Thermal Structure Of The Atmosphere
• Meteorologists have discovered that our atmosphere has four different
layers with different functions.
• The bottom layer that we live in is called the Troposphere, and it goes
from surface level to about 10 km up.
• The temperature gets colder, the higher up we go in this zone of the
atmosphere.
• The Troposphere gets most of the attention in meteorology, because this
is the layer in which weather occurs.
• The boundary between the Troposphere and the next layer up is called
the Tropopause.
• The Stratosphere is the next layer up, and this is the layer where ozone
is located.
• From the Stratosphere’s
lower boundary (10km) to
about 20 km up, the
temperature remains
constant.
• At about 20 km, the
temperature begins to
increase to a maximum of
just under 0oC.
• This is due to the amount
of ozone in this layer
absorbing ultraviolet
radiation.
• At about 50 km is the
Stratopause, which is the
boundary between the
Stratosphere and the
Mesosphere.
• In the Mesosphere, the air
really gets cold, with temperatures dropping from just under 0oC all the
way down to -90oC.
• The boundary between the Mesosphere and the Thermosphere is called
the Mesopause.
• The Mesopause is where we find the atmosphere’s coldest temperatures
(-90oC).
• Above the Mesopause is where we find the Thermosphere, which has
no as no defined upper limit.
• This graph to the left is a bit misleading; it infers that the temperature at
this level is extremely high, which is correct.
• In the Thermosphere temperatures get up to 1000oC, but these
temperatures are not comparable to surface temperatures on Earth.

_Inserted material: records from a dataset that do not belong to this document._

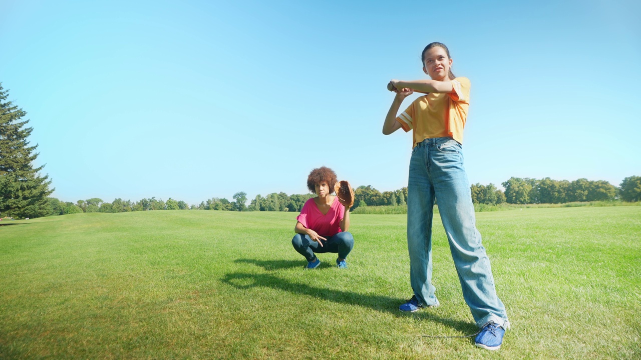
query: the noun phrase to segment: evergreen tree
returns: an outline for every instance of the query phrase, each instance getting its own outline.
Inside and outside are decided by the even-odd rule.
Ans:
[[[29,146],[27,138],[33,131],[25,127],[27,113],[8,101],[9,91],[0,83],[0,212],[3,216],[35,218],[49,215],[47,197],[49,176],[40,176],[44,165],[34,168],[37,145]]]

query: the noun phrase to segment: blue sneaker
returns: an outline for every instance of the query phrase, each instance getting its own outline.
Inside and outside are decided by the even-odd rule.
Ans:
[[[481,332],[474,339],[474,345],[487,350],[499,350],[503,342],[504,334],[504,329],[494,322],[490,322],[483,326]]]
[[[347,263],[345,261],[345,259],[338,261],[338,259],[336,259],[336,266],[338,266],[339,269],[346,269],[347,268]]]
[[[305,268],[306,269],[315,269],[315,268],[317,268],[319,266],[319,265],[320,265],[320,259],[319,259],[318,258],[317,258],[315,261],[309,261],[309,262],[308,262],[307,265],[305,265]]]
[[[407,300],[407,302],[399,306],[399,310],[413,313],[422,307],[422,305],[419,304],[419,300],[416,299],[416,295],[412,295],[412,299]]]

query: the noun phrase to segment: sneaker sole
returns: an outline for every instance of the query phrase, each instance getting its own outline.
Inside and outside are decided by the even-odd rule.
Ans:
[[[401,312],[402,312],[402,313],[415,313],[415,312],[418,311],[419,310],[420,310],[421,309],[422,309],[422,307],[418,307],[418,308],[415,309],[413,310],[403,310],[402,309],[399,309],[399,311],[401,311]]]
[[[501,345],[499,345],[497,347],[488,347],[487,345],[484,345],[483,344],[479,344],[477,343],[474,343],[474,345],[476,345],[476,347],[479,347],[481,348],[484,348],[485,350],[489,350],[490,351],[494,351],[495,350],[499,350],[499,348],[501,348]]]

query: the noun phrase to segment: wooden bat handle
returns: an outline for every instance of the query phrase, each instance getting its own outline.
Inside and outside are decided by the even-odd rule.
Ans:
[[[394,91],[394,90],[396,90],[396,88],[394,87],[394,86],[393,85],[392,85],[392,81],[390,81],[389,83],[387,83],[387,90],[388,90],[390,91]],[[413,90],[414,92],[420,92],[420,94],[429,94],[429,92],[422,92],[422,91],[415,90],[413,89],[412,89],[412,90]]]

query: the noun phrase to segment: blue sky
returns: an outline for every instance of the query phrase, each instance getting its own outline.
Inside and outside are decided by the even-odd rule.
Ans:
[[[0,0],[0,81],[65,201],[406,186],[390,79],[445,43],[471,183],[641,176],[638,1]],[[405,101],[403,108],[412,98]]]

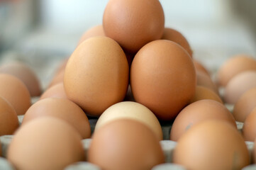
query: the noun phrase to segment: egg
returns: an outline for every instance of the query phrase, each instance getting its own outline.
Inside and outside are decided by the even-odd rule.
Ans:
[[[58,83],[48,89],[40,97],[40,100],[45,98],[67,98],[64,89],[63,83]]]
[[[93,37],[74,50],[66,66],[64,88],[69,99],[88,115],[99,116],[122,101],[129,67],[122,48],[107,37]]]
[[[11,62],[0,67],[0,73],[9,74],[15,76],[23,81],[31,96],[41,94],[41,86],[38,78],[34,72],[22,62]]]
[[[178,140],[173,162],[187,169],[241,169],[250,164],[249,152],[238,131],[221,120],[206,120]]]
[[[244,54],[232,56],[219,68],[218,84],[226,86],[234,76],[248,70],[256,70],[256,60],[252,56]]]
[[[184,47],[187,52],[189,52],[190,57],[192,57],[192,50],[191,50],[189,42],[187,40],[186,38],[179,31],[170,28],[165,28],[164,33],[162,36],[162,40],[168,40],[180,45]]]
[[[238,122],[244,122],[246,117],[256,107],[256,87],[243,94],[234,106],[233,115]]]
[[[102,22],[106,36],[134,53],[148,42],[161,38],[165,14],[158,0],[110,0]]]
[[[48,98],[38,101],[26,113],[22,125],[43,116],[62,119],[72,125],[83,139],[91,137],[91,128],[87,115],[77,105],[69,100]]]
[[[136,54],[130,68],[131,90],[136,102],[160,120],[172,120],[187,105],[196,91],[191,58],[179,45],[152,41]]]
[[[221,103],[213,100],[201,100],[184,108],[172,126],[170,140],[178,141],[191,127],[206,120],[222,120],[236,129],[235,118]]]
[[[18,120],[14,108],[0,96],[0,136],[12,135],[18,128]]]
[[[79,133],[65,121],[50,117],[21,126],[7,150],[7,159],[19,170],[62,170],[84,161]]]
[[[256,109],[252,110],[246,117],[243,126],[243,135],[246,141],[254,142],[256,137]]]
[[[224,91],[224,101],[235,104],[246,91],[256,86],[256,71],[241,72],[230,79]]]
[[[218,94],[217,86],[215,85],[211,77],[206,73],[197,70],[196,72],[196,84],[207,87],[213,90],[216,94]]]
[[[147,125],[119,119],[94,133],[88,161],[105,170],[146,170],[164,163],[165,157],[159,140]]]
[[[196,94],[190,100],[190,103],[203,99],[211,99],[221,103],[223,103],[220,96],[218,96],[218,95],[216,94],[213,90],[207,87],[196,86]]]
[[[107,108],[99,117],[95,131],[108,122],[123,118],[136,120],[144,123],[154,132],[159,140],[162,140],[162,128],[157,117],[145,106],[132,101],[118,103]]]
[[[94,26],[87,30],[81,37],[78,45],[80,45],[84,40],[94,36],[105,36],[104,30],[102,25]]]
[[[17,115],[23,115],[30,106],[30,95],[27,87],[14,76],[0,74],[0,96],[11,103]]]

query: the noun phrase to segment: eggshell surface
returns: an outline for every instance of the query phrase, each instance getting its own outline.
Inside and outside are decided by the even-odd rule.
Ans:
[[[144,123],[155,133],[159,140],[162,140],[162,128],[157,117],[145,106],[132,101],[118,103],[107,108],[99,117],[95,131],[108,122],[123,118],[135,120]]]
[[[160,120],[171,120],[189,103],[196,91],[191,58],[179,45],[152,41],[136,54],[130,69],[131,90],[136,102]]]
[[[102,169],[151,169],[165,162],[159,140],[138,121],[116,120],[94,134],[88,161]]]
[[[110,0],[105,8],[103,27],[106,36],[134,53],[161,38],[165,14],[158,0]]]
[[[119,45],[94,37],[74,50],[66,66],[64,88],[69,99],[87,114],[99,116],[126,96],[129,67]]]
[[[221,120],[206,120],[192,127],[179,140],[173,159],[188,169],[242,169],[250,164],[243,137]]]
[[[15,134],[7,150],[7,159],[20,170],[62,170],[84,160],[78,132],[55,118],[34,120]]]

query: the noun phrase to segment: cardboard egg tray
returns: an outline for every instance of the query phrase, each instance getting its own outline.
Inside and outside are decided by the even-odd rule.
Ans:
[[[232,108],[232,106],[226,106],[228,108]],[[18,115],[19,123],[21,124],[23,115]],[[91,133],[93,133],[97,119],[89,119],[91,125]],[[239,132],[242,131],[243,123],[236,122],[237,128]],[[187,169],[181,165],[172,164],[172,153],[175,149],[177,142],[169,140],[169,133],[172,128],[172,123],[161,123],[162,130],[163,132],[163,140],[160,141],[160,145],[165,154],[165,163],[163,164],[157,165],[153,167],[152,170],[184,170]],[[12,165],[6,159],[6,150],[9,144],[10,144],[13,135],[4,135],[0,137],[0,141],[2,147],[2,157],[0,157],[0,170],[15,170]],[[84,149],[86,157],[87,157],[87,151],[90,144],[91,139],[85,139],[82,140],[82,143]],[[250,162],[252,164],[252,152],[254,147],[253,142],[245,142],[250,153]],[[77,162],[74,164],[68,166],[65,170],[100,170],[101,169],[96,165],[92,164],[87,162]],[[256,165],[251,164],[243,169],[243,170],[256,169]]]

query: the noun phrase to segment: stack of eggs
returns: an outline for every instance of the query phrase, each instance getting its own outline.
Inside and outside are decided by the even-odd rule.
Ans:
[[[216,85],[158,0],[109,0],[42,95],[23,64],[0,68],[0,169],[241,169],[255,162],[255,70],[235,56]]]

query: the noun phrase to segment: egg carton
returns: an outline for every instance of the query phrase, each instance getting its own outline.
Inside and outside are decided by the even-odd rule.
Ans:
[[[232,108],[233,106],[230,106],[229,108]],[[20,125],[21,124],[24,115],[18,115],[18,121]],[[94,132],[96,123],[97,122],[97,119],[89,119],[89,120],[91,134]],[[243,123],[236,122],[238,130],[240,132],[242,132],[242,129],[243,126]],[[161,123],[162,130],[163,133],[163,140],[160,142],[162,149],[165,154],[165,164],[160,164],[155,166],[152,169],[152,170],[163,170],[163,169],[170,169],[170,170],[184,170],[187,169],[185,167],[175,164],[172,163],[172,154],[175,147],[177,145],[177,142],[169,140],[169,135],[172,128],[172,123]],[[4,135],[0,137],[0,142],[1,143],[1,150],[2,150],[2,157],[0,157],[0,170],[15,170],[13,166],[8,162],[6,159],[6,151],[8,149],[8,146],[11,142],[13,135]],[[82,143],[83,145],[83,148],[84,150],[84,154],[86,157],[87,157],[87,152],[91,143],[91,139],[84,139],[82,140]],[[254,142],[246,141],[245,144],[247,145],[247,149],[250,153],[250,163],[252,164],[252,152],[254,148]],[[65,170],[82,170],[82,169],[87,169],[87,170],[100,170],[100,167],[95,164],[92,164],[88,162],[77,162],[74,164],[71,164],[67,166]],[[248,166],[245,167],[243,170],[251,170],[256,169],[256,165],[251,164]]]

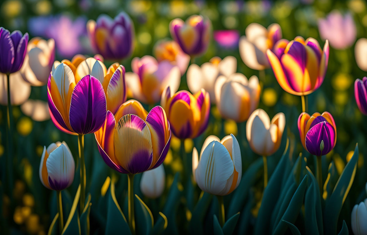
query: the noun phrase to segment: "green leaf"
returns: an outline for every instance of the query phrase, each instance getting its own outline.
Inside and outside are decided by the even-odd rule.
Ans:
[[[154,224],[153,215],[145,203],[135,194],[134,207],[135,209],[135,221],[137,233],[141,235],[149,235]]]
[[[77,207],[79,202],[79,198],[80,196],[80,185],[79,184],[78,190],[76,191],[75,197],[74,199],[74,202],[70,210],[69,217],[65,223],[64,229],[62,230],[62,234],[75,235],[77,231],[79,232],[79,234],[80,234],[80,221],[79,220],[79,214],[78,213]]]
[[[215,215],[213,216],[213,234],[214,235],[224,235],[222,227]]]
[[[290,223],[289,222],[286,221],[284,220],[282,220],[282,221],[288,225],[288,227],[289,228],[289,230],[290,230],[291,232],[292,232],[292,234],[293,235],[301,235],[301,233],[299,232],[299,230],[298,230],[298,228],[297,228],[297,227],[296,227],[295,225],[292,223]]]
[[[273,235],[283,234],[287,230],[286,224],[283,223],[281,220],[285,220],[291,223],[294,223],[295,221],[303,203],[305,191],[307,186],[308,178],[308,176],[306,175],[302,180],[302,181],[292,198],[287,210],[282,217],[278,225],[275,227],[275,229],[273,233]]]
[[[357,144],[353,155],[339,177],[333,193],[325,203],[324,225],[325,233],[327,235],[337,234],[338,219],[354,180],[359,154],[358,144]]]
[[[124,234],[131,235],[131,231],[127,224],[126,218],[121,210],[115,195],[115,182],[111,181],[107,204],[107,216],[106,223],[105,234],[120,234],[123,231]]]
[[[349,231],[348,231],[348,227],[346,226],[345,221],[343,220],[343,227],[342,227],[340,232],[338,234],[338,235],[348,235],[348,234],[349,234]]]
[[[233,233],[239,217],[240,212],[239,212],[227,220],[222,230],[224,235],[231,235]]]

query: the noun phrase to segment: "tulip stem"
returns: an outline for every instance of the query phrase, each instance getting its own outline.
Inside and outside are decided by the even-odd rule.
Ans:
[[[62,216],[62,201],[61,200],[61,191],[56,191],[56,195],[57,197],[57,212],[59,213],[59,225],[60,230],[60,234],[62,233],[62,230],[64,229],[64,218]]]
[[[225,222],[223,196],[217,195],[217,198],[218,199],[218,202],[219,203],[219,223],[221,224],[221,226],[223,227]]]
[[[266,156],[262,156],[262,161],[264,163],[264,189],[268,185],[268,161],[266,160]]]
[[[79,159],[80,163],[80,214],[84,210],[86,199],[86,163],[84,160],[84,135],[78,135],[78,147],[79,149]]]
[[[135,217],[134,214],[134,174],[127,175],[128,198],[129,213],[129,227],[133,235],[135,234]]]
[[[8,177],[7,181],[9,184],[9,196],[11,198],[12,198],[12,197],[13,192],[13,159],[14,159],[14,156],[13,154],[13,137],[12,136],[12,131],[11,128],[12,126],[12,106],[11,102],[10,100],[10,74],[7,74],[7,91],[8,98],[8,106],[7,107],[7,125],[6,132],[7,134],[7,142],[8,145],[8,157],[7,159],[7,171]]]

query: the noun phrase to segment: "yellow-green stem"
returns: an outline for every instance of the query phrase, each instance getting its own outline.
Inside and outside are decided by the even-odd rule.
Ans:
[[[218,199],[218,202],[219,203],[219,223],[221,224],[221,226],[223,227],[225,221],[223,196],[217,195],[217,197]]]
[[[86,199],[86,163],[84,160],[84,135],[78,136],[78,147],[79,149],[79,159],[80,164],[80,214],[84,209]]]
[[[127,175],[128,210],[129,213],[129,227],[133,235],[135,234],[135,217],[134,213],[134,174]]]
[[[59,213],[59,225],[60,230],[60,234],[62,232],[64,229],[64,219],[62,216],[62,202],[61,200],[61,191],[56,191],[56,195],[57,197],[57,212]]]
[[[268,162],[266,156],[262,156],[262,161],[264,162],[264,189],[268,185]]]

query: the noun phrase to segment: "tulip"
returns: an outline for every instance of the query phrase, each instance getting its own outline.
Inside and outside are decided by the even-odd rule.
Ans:
[[[167,60],[160,63],[146,55],[131,61],[133,73],[126,73],[127,87],[134,99],[149,104],[159,102],[164,89],[171,87],[175,92],[181,80],[180,70]]]
[[[143,172],[140,180],[140,190],[145,196],[155,199],[160,196],[164,190],[164,168],[161,164],[157,168]]]
[[[259,104],[261,88],[256,76],[248,81],[241,73],[234,73],[228,78],[221,76],[215,82],[215,88],[217,106],[225,118],[244,121]]]
[[[246,36],[240,39],[240,55],[243,62],[252,69],[264,70],[269,67],[266,52],[273,50],[277,42],[281,38],[281,29],[279,25],[271,25],[267,29],[256,23],[248,25]]]
[[[367,234],[367,199],[355,205],[352,210],[350,223],[355,235]]]
[[[357,28],[350,13],[343,16],[334,10],[326,19],[319,20],[319,31],[323,40],[328,39],[335,49],[342,49],[352,46],[356,41]]]
[[[222,196],[229,194],[240,184],[242,164],[238,142],[235,136],[225,136],[221,140],[210,136],[201,148],[200,158],[195,148],[192,153],[192,173],[201,190],[218,197],[219,221],[224,224]]]
[[[196,138],[208,126],[210,102],[209,94],[204,89],[194,95],[186,91],[172,94],[167,87],[162,94],[161,105],[178,138]]]
[[[229,56],[223,60],[219,57],[213,57],[208,62],[199,67],[193,64],[190,66],[186,73],[187,85],[193,93],[204,89],[210,96],[212,103],[215,102],[214,84],[221,76],[228,77],[237,70],[237,60]]]
[[[211,34],[211,22],[207,18],[195,15],[186,22],[177,18],[170,23],[171,36],[184,52],[192,57],[205,53]]]
[[[357,78],[354,82],[354,96],[356,102],[360,111],[365,115],[367,115],[367,91],[366,85],[367,77],[363,77],[363,80]]]
[[[54,60],[55,41],[34,37],[28,43],[27,51],[21,74],[32,86],[43,86],[47,83]]]
[[[154,46],[153,52],[159,62],[168,60],[173,65],[177,66],[181,76],[186,71],[190,62],[190,56],[182,51],[174,41],[163,40],[158,41]]]
[[[358,39],[354,47],[356,62],[359,68],[367,71],[367,38]]]
[[[157,167],[166,158],[171,141],[166,113],[161,107],[156,106],[145,120],[128,114],[116,121],[109,111],[103,125],[94,135],[107,165],[128,174],[129,225],[134,233],[134,176]]]
[[[124,12],[113,19],[101,15],[97,22],[89,21],[87,29],[92,46],[106,59],[121,60],[130,56],[134,49],[134,25]]]

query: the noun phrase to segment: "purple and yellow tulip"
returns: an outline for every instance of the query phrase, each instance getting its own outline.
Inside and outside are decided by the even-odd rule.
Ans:
[[[204,89],[193,95],[186,91],[172,94],[169,87],[162,94],[161,105],[166,111],[172,132],[181,139],[193,139],[206,129],[210,102]]]
[[[298,119],[298,127],[302,144],[310,153],[316,156],[324,155],[331,150],[337,142],[337,128],[329,113],[315,113],[310,116],[302,113]],[[320,149],[321,141],[322,150]]]
[[[170,23],[172,38],[191,56],[206,51],[211,35],[211,22],[201,15],[192,15],[186,22],[179,18]]]
[[[290,42],[279,41],[272,50],[266,51],[275,77],[287,92],[305,96],[318,88],[324,81],[329,59],[329,43],[323,50],[317,41],[305,41],[297,37]]]
[[[158,63],[153,56],[135,57],[131,61],[132,73],[126,73],[129,92],[134,99],[152,104],[159,101],[164,89],[171,87],[175,92],[181,81],[179,69],[170,62]]]
[[[134,50],[134,25],[124,12],[113,19],[106,15],[101,15],[97,22],[89,20],[87,29],[92,46],[106,59],[122,59],[129,56]]]
[[[169,149],[171,135],[163,109],[156,106],[144,119],[132,114],[116,117],[108,111],[102,127],[94,133],[107,165],[120,173],[134,174],[160,165]]]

• At this height, molecules are very hot because the gases are absorbing a
lot of energy.
• But because there are so few molecules, there is a very small amount of
heat.
• In the highest parts of the Thermosphere is an electrically charged layer
called the Ionosphere.
• This layer molecules of nitrogen and oxygen absorb high-energy short
wave radiation.
• When solar radiation bounces off of the Ionosphere and interacts with
nitrogen and oxygen, the resulting Northern & Southern Lights is
amazing.
• The northern lights are called the Aurora Borealis, and the southern
lights are called the Aurora Australis.